Я стер. Потом стер еще. Потом дорисовал морщин. Потом мы с Женей задались проблемой мешков под глазами у дорогого брата, и наконец скептически осмотрели результат.
— Писать в соавторстве лучше, чем рисовать, — фыркнул я, и Женя добавил, что удивлен, как наши друзья Кукрыниксы еще не поубивали друг друга.
В сарае к тому времени совсем стемнело, и надо было спать. Мы пожелали друг другу спокойной ночи, и Петров пошел устраиваться на настиле: улегся на бок, подложив под голову сумку, и накрылся одеялом. Было тепло, к тому же мы не планировали раздеваться, поэтому одеяло, наверно, предназначалось для создания необходимого уюта. И все же, несмотря на усталость и перелет, Петров не спал — лежал и читал с фонариком «Карамазовых».
У меня тоже не получалось заснуть. Лежа с закрытыми глазами, я все равно возвращался мыслями к портрету моего брата. Как хорошо его помнил Женя! Впрочем, у него всегда была отличная память на лица — сказывалась работа в одесской милиции. Как там писал Козачинский в «Зеленом Фургоне»? «Ваша фотокарточка мне знакома».
И эта мысль была и приятной, и страшной.
— Женя?.. Вы не собираетесь спать?
— А что? Вам мешает свет? Я выключу фонарик.
— Что вы! Я просто знаю, что вы устали.
— Нет, — буркнул Женя.
Мне снова стало неловко его тревожить. Ну, не спит, и пускай не спит, чего я лезу? В самом деле, он же никуда не денется до утра.
— Ильюша, вы сейчас можете подумать, что я кто-то вроде вашего брата, — неохотно сказал Петров. — Но это не так. Я воспринимаю реальность такой, какая она есть, без этой придури. Правда. Я не считаю, что вы упырь, или что вы мне мерещитесь. Это чушь. Я просто… просто так ужасно соскучился, что мне хочется еще немного побыть рядом с вами. Я знаю, что вы никуда не исчезните, если я лягу спать. Просто хочется, чтобы этот день подольше не заканчивался.
— Спасибо, Женя.
Разве на это можно было сказать что-то еще?
Я наконец решился. Зажег все три свечки, взял лист бумаги, выбрал удобное место среди досок, подозвал Петрова:
— Идемте сюда, раз не спите. Вы мне нужны. Вы хорошо запомнили, как выглядит моя дочь?..
Женька убрал одеяло и сел рядом. Задумчиво посмотрел на лист. Было бы на что! Он был абсолютно чистым.
Когда я в последний раз видел мою дочку, Сашеньку, ей было чуть больше двух лет.
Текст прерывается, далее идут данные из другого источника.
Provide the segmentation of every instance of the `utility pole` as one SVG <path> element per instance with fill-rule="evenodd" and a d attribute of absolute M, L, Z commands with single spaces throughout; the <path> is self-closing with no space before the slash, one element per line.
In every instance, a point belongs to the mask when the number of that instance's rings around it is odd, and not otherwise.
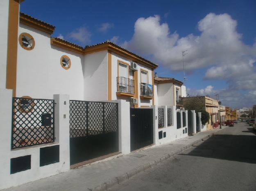
<path fill-rule="evenodd" d="M 184 56 L 186 54 L 188 54 L 188 53 L 186 53 L 187 51 L 188 51 L 188 50 L 186 50 L 184 51 L 182 51 L 182 62 L 183 63 L 183 78 L 184 78 L 184 82 L 185 81 L 187 80 L 187 77 L 186 77 L 185 76 L 185 67 L 184 67 Z"/>

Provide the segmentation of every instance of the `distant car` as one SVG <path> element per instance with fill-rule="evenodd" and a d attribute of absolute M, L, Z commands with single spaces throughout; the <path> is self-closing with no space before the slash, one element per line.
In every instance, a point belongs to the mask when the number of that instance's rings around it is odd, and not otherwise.
<path fill-rule="evenodd" d="M 252 125 L 254 125 L 255 124 L 255 119 L 251 119 L 250 120 L 250 121 L 249 122 L 249 125 L 250 126 L 251 126 Z"/>
<path fill-rule="evenodd" d="M 227 126 L 234 127 L 234 122 L 232 120 L 227 120 L 227 121 L 225 122 L 225 124 Z"/>

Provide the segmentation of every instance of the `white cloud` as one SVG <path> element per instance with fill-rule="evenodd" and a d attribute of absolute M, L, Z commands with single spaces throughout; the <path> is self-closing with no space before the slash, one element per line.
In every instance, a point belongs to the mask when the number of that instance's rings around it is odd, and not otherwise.
<path fill-rule="evenodd" d="M 227 14 L 210 13 L 197 23 L 199 35 L 180 37 L 173 26 L 161 23 L 155 15 L 138 18 L 131 39 L 122 45 L 173 71 L 182 70 L 182 52 L 187 49 L 187 72 L 206 68 L 205 79 L 226 80 L 230 91 L 255 90 L 256 41 L 252 46 L 244 43 L 237 25 Z M 198 90 L 204 93 L 208 91 Z"/>
<path fill-rule="evenodd" d="M 211 96 L 215 93 L 215 91 L 213 91 L 214 87 L 211 85 L 206 86 L 204 89 L 192 90 L 190 88 L 188 88 L 187 91 L 188 94 L 192 96 Z"/>
<path fill-rule="evenodd" d="M 68 34 L 68 36 L 85 45 L 91 42 L 91 33 L 85 27 L 82 27 Z"/>
<path fill-rule="evenodd" d="M 64 37 L 61 34 L 59 34 L 59 36 L 57 37 L 57 38 L 61 38 L 61 39 L 64 39 Z"/>
<path fill-rule="evenodd" d="M 114 24 L 109 22 L 105 22 L 101 24 L 98 30 L 102 32 L 106 33 L 111 29 L 114 28 Z"/>
<path fill-rule="evenodd" d="M 251 107 L 256 103 L 256 91 L 249 92 L 238 91 L 230 88 L 215 89 L 212 86 L 208 85 L 201 89 L 187 89 L 190 96 L 207 95 L 214 96 L 218 94 L 222 105 L 232 108 L 242 108 L 245 106 Z M 214 99 L 215 97 L 213 97 Z"/>

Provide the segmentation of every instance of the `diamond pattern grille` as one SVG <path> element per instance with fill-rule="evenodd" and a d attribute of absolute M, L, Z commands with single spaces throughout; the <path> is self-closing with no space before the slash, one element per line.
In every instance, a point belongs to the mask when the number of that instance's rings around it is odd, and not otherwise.
<path fill-rule="evenodd" d="M 12 121 L 12 149 L 54 142 L 53 100 L 13 98 Z"/>
<path fill-rule="evenodd" d="M 172 109 L 167 108 L 167 126 L 172 125 Z"/>
<path fill-rule="evenodd" d="M 163 108 L 158 108 L 158 128 L 164 127 Z"/>
<path fill-rule="evenodd" d="M 118 130 L 117 103 L 70 101 L 70 137 L 87 137 Z"/>

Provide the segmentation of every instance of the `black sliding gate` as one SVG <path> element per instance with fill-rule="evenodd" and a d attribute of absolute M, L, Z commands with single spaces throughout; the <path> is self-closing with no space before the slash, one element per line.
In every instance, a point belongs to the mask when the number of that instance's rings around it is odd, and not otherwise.
<path fill-rule="evenodd" d="M 70 164 L 118 151 L 117 103 L 70 101 Z"/>
<path fill-rule="evenodd" d="M 153 109 L 131 108 L 131 151 L 152 144 Z"/>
Сейчас — семь.
В темных глазах Петрова плескалось понимание и сочувствие.
— Ну, давайте попробуем, — вздохнул он, и мир вдруг сузился до его слов, листа бумаги и карандаша в моих пальцах. — Нам нужно нарисовать ребенка лет шести-семи. Знаете, у нее есть такое чудесное вязаное платье, полосатое. Так. Ага. Вот здесь нужен немного другой разрез глаз. Губы рисуйте пошире. Нос не совсем такой, он должен быть как у вашей жены. Чего вы смеетесь, Илюша? Я не серьезен, я пытаюсь сосредоточиться. Ну правда, когда я служил в советской милиции, больше двадцати лет назад, мы так рисовали подозреваемых. Скулы нужно сделать более круглыми. Ага. Теперь тут. Вот так.
— Спасибо, Женя. Вы даже не представляете, как это для меня важно.